A Responsabilidade Sanitária, tema central do encontro, é um conceito estruturante para a prática na Atenção Primária, pois envolve o compromisso ético e político das equipes com o cuidado da população adscrita, o acompanhamento sistemático das necessidades do território, a organização criteriosa dos processos de trabalho e a garantia de uma atenção integral, contínua e resolutiva. Não se trata, portanto, de uma noção abstrata ou burocrática, mas de um princípio que orienta cada decisão clínica, cada visita domiciliar, cada ação de vigilância em saúde e cada encaminhamento realizado no cotidiano das unidades básicas. É a Responsabilidade Sanitária que transforma o vínculo entre equipe e comunidade em uma relação de confiança e corresponsabilidade, condição indispensável para que o cuidado em saúde produza resultados efetivos e sustentáveis.
Ao abordar esse tema com os residentes ainda no primeiro ano de formação, os supervisores Silas e Robejania oferecem aos futuros profissionais não apenas um conteúdo teórico, mas uma lente através da qual poderão examinar sua própria prática ao longo de toda a trajetória na residência.
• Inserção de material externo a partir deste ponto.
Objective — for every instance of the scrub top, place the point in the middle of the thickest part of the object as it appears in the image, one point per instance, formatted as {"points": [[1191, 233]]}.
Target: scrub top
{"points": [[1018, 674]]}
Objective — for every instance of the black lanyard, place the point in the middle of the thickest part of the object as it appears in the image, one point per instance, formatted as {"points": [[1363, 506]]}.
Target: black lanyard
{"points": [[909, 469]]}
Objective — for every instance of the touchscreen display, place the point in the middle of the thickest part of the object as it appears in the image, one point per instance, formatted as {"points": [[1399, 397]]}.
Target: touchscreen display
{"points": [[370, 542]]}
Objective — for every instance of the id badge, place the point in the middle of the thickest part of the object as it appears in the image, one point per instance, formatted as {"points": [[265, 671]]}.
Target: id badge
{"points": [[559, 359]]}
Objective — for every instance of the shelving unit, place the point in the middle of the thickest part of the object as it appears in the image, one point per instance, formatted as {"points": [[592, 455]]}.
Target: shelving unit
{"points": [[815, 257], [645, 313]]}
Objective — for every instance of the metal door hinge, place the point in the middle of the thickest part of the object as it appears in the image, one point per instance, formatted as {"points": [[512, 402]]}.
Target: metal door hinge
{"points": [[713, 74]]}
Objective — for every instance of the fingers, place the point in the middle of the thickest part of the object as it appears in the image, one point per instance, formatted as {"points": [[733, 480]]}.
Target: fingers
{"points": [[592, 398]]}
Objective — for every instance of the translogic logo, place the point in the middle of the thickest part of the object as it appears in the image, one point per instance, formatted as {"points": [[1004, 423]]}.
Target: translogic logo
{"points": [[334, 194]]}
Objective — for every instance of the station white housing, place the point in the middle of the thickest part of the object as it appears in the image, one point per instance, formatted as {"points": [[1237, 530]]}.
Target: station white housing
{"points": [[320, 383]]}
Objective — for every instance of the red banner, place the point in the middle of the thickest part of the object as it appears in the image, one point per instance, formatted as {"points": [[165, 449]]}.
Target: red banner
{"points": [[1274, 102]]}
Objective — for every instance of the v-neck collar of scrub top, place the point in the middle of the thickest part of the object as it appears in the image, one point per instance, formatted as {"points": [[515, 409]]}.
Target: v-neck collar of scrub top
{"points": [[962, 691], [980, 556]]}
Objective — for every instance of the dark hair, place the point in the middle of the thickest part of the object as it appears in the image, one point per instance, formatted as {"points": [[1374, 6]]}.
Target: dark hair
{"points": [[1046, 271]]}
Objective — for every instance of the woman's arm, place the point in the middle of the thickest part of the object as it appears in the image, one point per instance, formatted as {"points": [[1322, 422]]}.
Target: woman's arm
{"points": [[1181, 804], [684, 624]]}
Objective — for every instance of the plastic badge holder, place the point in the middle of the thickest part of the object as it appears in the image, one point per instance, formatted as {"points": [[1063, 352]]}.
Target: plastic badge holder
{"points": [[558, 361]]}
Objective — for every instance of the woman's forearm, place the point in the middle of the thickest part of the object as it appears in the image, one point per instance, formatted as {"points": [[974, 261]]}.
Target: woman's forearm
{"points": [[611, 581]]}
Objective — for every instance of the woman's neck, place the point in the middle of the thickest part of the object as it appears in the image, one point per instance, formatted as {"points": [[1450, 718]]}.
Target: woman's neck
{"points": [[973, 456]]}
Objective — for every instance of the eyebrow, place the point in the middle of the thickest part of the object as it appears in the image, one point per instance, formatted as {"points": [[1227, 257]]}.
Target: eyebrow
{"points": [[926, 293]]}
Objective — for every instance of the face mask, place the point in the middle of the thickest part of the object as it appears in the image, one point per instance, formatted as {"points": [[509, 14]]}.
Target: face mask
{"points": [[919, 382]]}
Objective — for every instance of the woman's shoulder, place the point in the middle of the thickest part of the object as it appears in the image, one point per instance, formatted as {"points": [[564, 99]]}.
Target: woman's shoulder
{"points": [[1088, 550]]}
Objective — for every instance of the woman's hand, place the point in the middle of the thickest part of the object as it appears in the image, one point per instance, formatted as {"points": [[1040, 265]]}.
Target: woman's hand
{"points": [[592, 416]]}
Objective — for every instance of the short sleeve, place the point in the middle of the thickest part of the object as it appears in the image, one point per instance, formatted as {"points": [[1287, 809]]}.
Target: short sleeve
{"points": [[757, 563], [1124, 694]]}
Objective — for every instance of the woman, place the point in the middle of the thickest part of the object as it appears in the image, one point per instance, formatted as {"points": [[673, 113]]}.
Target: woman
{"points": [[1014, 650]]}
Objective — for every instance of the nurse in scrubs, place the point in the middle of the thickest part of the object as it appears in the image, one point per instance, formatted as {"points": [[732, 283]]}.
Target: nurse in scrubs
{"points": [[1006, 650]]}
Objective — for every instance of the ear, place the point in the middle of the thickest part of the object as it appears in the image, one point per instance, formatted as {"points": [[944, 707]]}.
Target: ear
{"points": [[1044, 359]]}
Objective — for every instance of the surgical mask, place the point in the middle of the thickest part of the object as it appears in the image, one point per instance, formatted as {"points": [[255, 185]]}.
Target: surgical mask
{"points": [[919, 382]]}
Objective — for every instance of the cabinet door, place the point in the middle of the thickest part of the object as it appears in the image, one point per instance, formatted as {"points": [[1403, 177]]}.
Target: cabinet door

A compreensão sobre o papel da Atenção Primária como ordenadora do cuidado e porta de entrada preferencial do SUS ganha, nesse contexto, contornos práticos e concretos, ancorados na realidade do território e nas necessidades reais da população. O exercício da Responsabilidade Sanitária exige que o profissional seja capaz de reconhecer os limites de sua atuação, articular-se com os demais pontos da rede e prestar contas à comunidade sobre o cuidado que oferece — habilidades que não se adquirem apenas em aulas expositivas, mas que se constroem na reflexão crítica sobre a prática e no diálogo permanente entre supervisores, preceptores e residentes.
A formação em serviço, nessa perspectiva, consolida-se como estratégia fundamental para qualificar o cuidado, fortalecer as equipes e ampliar a capacidade de resposta da APS nos territórios. Em um cenário onde a Atenção Primária é chamada a responder por demandas crescentes e cada vez mais complexas — da prevenção de agravos ao manejo de condições crônicas, da vigilância epidemiológica ao cuidado materno-infantil —, investir na formação de profissionais comprometidos com a Responsabilidade Sanitária não é apenas desejável, mas condição indispensável para que o SUS cumpra seu mandato constitucional de garantir saúde como direito de cidadania. Iniciativas como a aula conduzida pelos supervisores Silas e Robejania sinalizam que a residência multiprofissional segue sendo um dos dispositivos mais potentes para formar profissionais capazes de exercer, com competência técnica e responsabilidade ética, o cuidado que a população brasileira merece e tem direito.